Preventing pregnancy after having unprotected intercourse or if your contraception has failed, such as a split condom or a missed tablet, is possible by using an emergency contraception pill.
What is an “emergency contraceptive method”?
Contraception that may use immediately after a sexual encounter is called emergency contraception. These should be within five days following intercourse, but the sooner they are, the more effective.
Approach to the problem
They prevent conception by inhibiting or delaying ovulation, but they don’t cause a termination of the pregnancy. Before sperm and egg interact, the copper in the IUD alters their chemical composition, preventing conception. Pregnant women may use emergency contraception without fear of harming their unborn child.
Emergency contraception is appropriate for everyone who needs it
Any woman or girl of reproductive age may require emergency contraception to avert an unplanned pregnancy. The use of emergency contraception has no absolute medical contraindications. In the case of emergency contraception, there are no restrictions on the age of usage. The same conditions apply to normal copper IUD usage apply to emergency copper IUD use.

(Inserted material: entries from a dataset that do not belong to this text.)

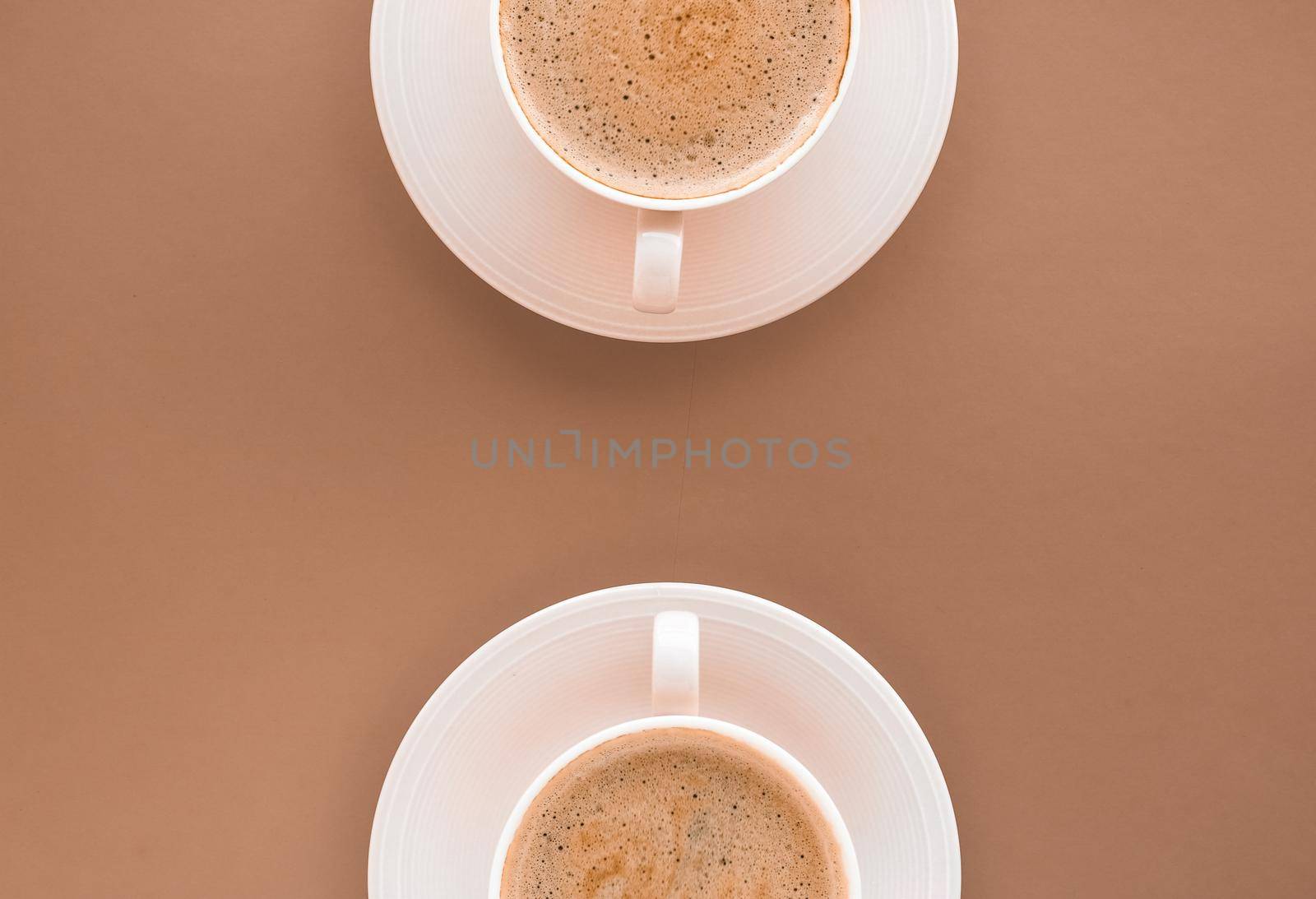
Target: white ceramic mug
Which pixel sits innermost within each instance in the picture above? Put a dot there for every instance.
(675, 704)
(660, 224)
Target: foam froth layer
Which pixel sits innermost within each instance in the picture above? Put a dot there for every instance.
(674, 98)
(673, 813)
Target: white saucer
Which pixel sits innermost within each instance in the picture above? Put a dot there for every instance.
(582, 665)
(565, 253)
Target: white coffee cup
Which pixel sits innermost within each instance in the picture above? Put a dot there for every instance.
(660, 224)
(675, 704)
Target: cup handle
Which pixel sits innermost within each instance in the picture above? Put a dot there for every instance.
(675, 664)
(658, 243)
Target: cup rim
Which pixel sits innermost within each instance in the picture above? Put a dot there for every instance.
(815, 790)
(660, 203)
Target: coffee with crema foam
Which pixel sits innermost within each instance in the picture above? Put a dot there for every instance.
(674, 98)
(673, 813)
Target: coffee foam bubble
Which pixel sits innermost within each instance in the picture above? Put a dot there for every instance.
(673, 813)
(674, 99)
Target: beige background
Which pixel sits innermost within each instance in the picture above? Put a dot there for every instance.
(243, 541)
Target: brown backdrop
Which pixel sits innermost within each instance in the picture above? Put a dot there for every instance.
(243, 540)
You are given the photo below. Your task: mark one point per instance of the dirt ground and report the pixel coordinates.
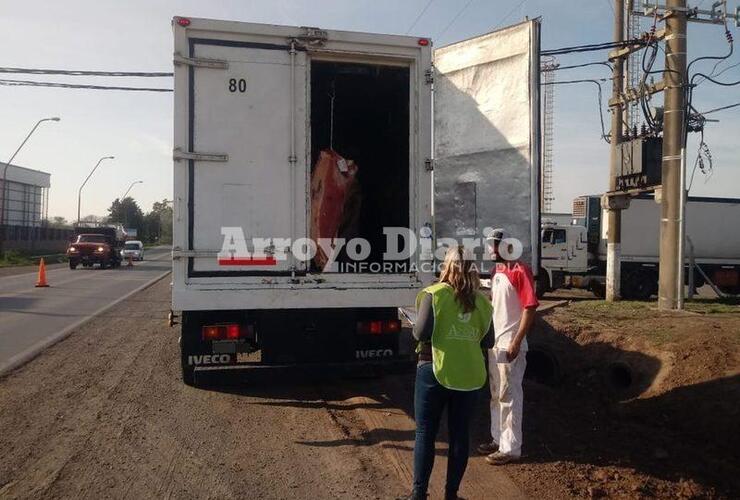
(104, 414)
(646, 405)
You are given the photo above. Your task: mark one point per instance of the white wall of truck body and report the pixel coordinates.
(259, 189)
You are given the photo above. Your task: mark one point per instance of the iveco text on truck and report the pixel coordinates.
(575, 255)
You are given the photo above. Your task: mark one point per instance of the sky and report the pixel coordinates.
(136, 128)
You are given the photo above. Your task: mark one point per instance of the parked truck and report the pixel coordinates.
(288, 135)
(92, 245)
(575, 255)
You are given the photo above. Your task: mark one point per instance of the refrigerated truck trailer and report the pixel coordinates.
(256, 106)
(575, 255)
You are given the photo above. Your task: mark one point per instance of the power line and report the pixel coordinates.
(609, 3)
(591, 47)
(502, 21)
(721, 109)
(459, 13)
(727, 69)
(67, 72)
(595, 63)
(421, 14)
(29, 83)
(707, 77)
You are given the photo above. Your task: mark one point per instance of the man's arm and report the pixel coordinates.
(524, 284)
(524, 325)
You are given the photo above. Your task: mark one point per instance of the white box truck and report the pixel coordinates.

Regular contraceptive use is becoming more common
After that, women and girls who have used ECPs may return to or begin using a standard form of contraception. No further contraceptive protection is required if a copper IUD for the emergency contraception pill.
Women and girls who have received levonorgestrel-containing ECPs (LNG) or combined oral contraceptive pills (COCs) may continue using their current contraceptive method or begin using a copper-bearing IUD.
Women and girls may restart or begin any progestogen-containing technique (combination hormonal contraception or progestogen-only contraceptives) on the 6th day after taking UPA, regardless of the form of contraception they previously used. If they are not pregnant, an LNG-IUD may if verified, and the copper IUD may right away.
Emergency contraceptive methods
Emergency contraception options include:
- A UPA-enriched ECP
- Some ECPs incorporate LNG
- oral contraceptive pills in combination
- Intrauterine devices that contain copper
Devices implanted during pregnancy that include copper
WHO advises inserting a copper-bearing IUD within five days following unprotected intercourse as an emergency contraceptive technique. A highly effective, long-acting, and reversible contraceptive process is ideal for women using this approach.
As far as emergency contraception goes, this is the most reliable method on the market right now. Once the IUD is in place, women can use it indefinitely or switch to another form of birth control.
Indicators of health insurance coverage
The same conditions apply to normal copper IUD usage apply to emergency copper IUD use. The risk of sexually transmitted infections like chlamydia and gonorrhea is when a copper-bearing IUD is an emergency contraceptive after sexual assault. A copper-bearing IUD should not be utilized as an emergency contraceptive method when a woman is already pregnant.